TERMINATION CONDITIONS:

  • If no documentation found after 3 search attempts: Provide best available alternative
  • If the user specifies a technology: Focus search on that technology only
  • If search commands fail: Use basic web search as a fallback
  • If results found: Stop and present documentation

STEPS

  1. LANGUAGE DETECTION:

    • Detect the user's input language (default to Spanish if not clearly English)
    • Additionally, infer from the language used in recent previous messages; if unclear, default to Spanish.
    • If no clear English indicators are found, default to Spanish for all responses
    • Always provide responses in Spanish by default, unless the developer clearly specifies English.
  2. DETECT THE TYPE OF TECHNOLOGY:

    • Programming languages (Python, JavaScript, Java, Go, etc.)
    • Frameworks (React, Angular, Vue, Django, Spring, etc.)
    • Libraries (NumPy, Pandas, Express, Lodash, etc.)
    • Tools (Docker, Kubernetes, Terraform, etc.)
    • Cloud services (AWS, GCP, Azure)
    • Databases (MongoDB, PostgreSQL, Redis, etc.)
  3. IDENTIFY DOCUMENTATION SOURCE:

    • Official project documentation
    • Reference sites (MDN, DevDocs, etc.)
    • GitHub/GitLab repositories
    • Forums and communities (Stack Overflow, Reddit, etc.)
    • Courses and tutorials (freeCodeCamp, Udemy, etc.)
    • Technical blogs and articles
  4. DETERMINE ACCESS METHOD:

    • Online documentation (websites)
    • Offline documentation (PDF files, eBooks)
    • Integrated documentation (VS Code, IntelliJ, etc.)
    • Command line (man pages, help commands)
    • Documentation APIs
  5. PREPARE SEARCH QUERY:

    • Extract specific technical terms
    • Identify version if relevant
    • Consider usage context
    • Prepare alternative queries
  6. SEARCH EXECUTION:

    • Use MCP brave_web_search with specific queries:
      • brave_web_search "${TECHNOLOGY} documentation site:${DOMAIN}"
      • brave_web_search "${TECHNOLOGY} official docs"
    • Limit to 3 search attempts maximum
    • If first search succeeds: Use results and proceed
    • If fails: Try alternative query and proceed
    • COMMENT: This step assumes MCP brave_web_search is available.
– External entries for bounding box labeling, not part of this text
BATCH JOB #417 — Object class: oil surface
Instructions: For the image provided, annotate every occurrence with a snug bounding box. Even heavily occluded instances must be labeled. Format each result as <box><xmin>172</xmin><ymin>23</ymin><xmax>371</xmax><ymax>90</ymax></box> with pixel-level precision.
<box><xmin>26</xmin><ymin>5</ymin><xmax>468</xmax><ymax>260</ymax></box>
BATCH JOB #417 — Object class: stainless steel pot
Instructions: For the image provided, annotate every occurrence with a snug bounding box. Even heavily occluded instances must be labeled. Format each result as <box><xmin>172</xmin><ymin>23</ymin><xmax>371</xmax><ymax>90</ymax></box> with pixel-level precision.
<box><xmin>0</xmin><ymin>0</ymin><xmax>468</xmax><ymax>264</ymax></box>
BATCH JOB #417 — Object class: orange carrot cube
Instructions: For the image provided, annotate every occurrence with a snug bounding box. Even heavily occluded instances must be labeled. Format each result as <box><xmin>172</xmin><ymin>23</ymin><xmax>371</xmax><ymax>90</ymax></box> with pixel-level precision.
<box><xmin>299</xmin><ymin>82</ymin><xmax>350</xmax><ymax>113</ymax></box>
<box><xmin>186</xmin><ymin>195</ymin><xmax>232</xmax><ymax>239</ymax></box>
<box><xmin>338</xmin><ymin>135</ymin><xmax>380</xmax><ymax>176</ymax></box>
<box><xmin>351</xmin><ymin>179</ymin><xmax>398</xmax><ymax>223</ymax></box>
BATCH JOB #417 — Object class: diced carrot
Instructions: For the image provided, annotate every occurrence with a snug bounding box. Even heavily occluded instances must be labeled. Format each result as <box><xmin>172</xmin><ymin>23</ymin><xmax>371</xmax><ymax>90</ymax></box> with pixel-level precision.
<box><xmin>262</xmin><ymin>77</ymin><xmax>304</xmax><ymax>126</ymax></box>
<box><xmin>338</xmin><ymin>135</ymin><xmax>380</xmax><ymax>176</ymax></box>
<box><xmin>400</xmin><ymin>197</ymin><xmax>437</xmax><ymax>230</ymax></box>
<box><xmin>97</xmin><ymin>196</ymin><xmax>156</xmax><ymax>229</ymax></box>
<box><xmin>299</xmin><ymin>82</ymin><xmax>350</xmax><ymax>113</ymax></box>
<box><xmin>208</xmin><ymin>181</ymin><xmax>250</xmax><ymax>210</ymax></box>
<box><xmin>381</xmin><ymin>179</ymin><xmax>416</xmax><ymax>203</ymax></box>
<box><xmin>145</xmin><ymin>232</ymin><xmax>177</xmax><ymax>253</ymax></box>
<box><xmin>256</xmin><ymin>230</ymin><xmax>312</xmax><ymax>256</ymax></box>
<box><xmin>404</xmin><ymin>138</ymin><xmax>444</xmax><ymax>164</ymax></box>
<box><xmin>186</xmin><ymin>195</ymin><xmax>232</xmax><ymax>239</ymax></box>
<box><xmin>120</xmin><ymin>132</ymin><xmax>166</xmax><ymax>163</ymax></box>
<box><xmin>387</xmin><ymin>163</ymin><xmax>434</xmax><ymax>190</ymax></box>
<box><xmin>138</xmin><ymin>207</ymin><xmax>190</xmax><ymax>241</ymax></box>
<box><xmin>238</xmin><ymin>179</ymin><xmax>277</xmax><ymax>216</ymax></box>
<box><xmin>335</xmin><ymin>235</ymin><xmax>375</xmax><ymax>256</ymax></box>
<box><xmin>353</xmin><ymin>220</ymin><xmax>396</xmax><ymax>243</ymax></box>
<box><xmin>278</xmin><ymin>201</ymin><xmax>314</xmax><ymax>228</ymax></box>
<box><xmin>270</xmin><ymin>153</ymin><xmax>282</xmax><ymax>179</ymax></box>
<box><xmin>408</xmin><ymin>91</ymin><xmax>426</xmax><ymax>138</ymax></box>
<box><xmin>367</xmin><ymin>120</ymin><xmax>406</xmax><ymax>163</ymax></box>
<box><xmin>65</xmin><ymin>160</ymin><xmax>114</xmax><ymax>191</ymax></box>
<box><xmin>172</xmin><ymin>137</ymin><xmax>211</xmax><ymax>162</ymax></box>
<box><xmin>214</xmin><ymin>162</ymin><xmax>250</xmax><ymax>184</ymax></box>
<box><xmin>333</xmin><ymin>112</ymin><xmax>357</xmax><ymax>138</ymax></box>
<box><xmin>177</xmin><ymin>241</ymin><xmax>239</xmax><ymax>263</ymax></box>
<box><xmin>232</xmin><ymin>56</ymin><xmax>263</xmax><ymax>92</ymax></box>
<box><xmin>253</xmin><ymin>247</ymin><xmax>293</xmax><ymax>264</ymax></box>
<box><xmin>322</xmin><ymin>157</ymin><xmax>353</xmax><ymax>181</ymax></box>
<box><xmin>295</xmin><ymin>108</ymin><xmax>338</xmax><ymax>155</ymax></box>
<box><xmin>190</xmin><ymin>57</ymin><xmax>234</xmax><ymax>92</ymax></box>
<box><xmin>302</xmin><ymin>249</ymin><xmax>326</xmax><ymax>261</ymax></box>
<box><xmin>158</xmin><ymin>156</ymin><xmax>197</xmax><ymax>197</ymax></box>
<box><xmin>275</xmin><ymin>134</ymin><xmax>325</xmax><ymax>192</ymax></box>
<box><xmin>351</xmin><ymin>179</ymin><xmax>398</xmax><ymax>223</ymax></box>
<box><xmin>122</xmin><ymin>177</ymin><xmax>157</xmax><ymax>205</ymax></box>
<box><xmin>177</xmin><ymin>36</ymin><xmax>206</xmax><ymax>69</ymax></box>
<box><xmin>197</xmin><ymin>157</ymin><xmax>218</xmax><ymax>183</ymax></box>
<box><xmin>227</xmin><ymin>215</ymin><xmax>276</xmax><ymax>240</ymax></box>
If not available, this could be problematic and require user intervention.
  7. PROCESS AND ORGANIZE RESULTS:

    • Filter relevant information
    • Organize by categories (installation, basic usage, advanced, troubleshooting)
    • Create executive summary
    • Prepare practical examples

IMPORTANT: Always prioritize official documentation over secondary sources to obtain accurate and up-to-date information.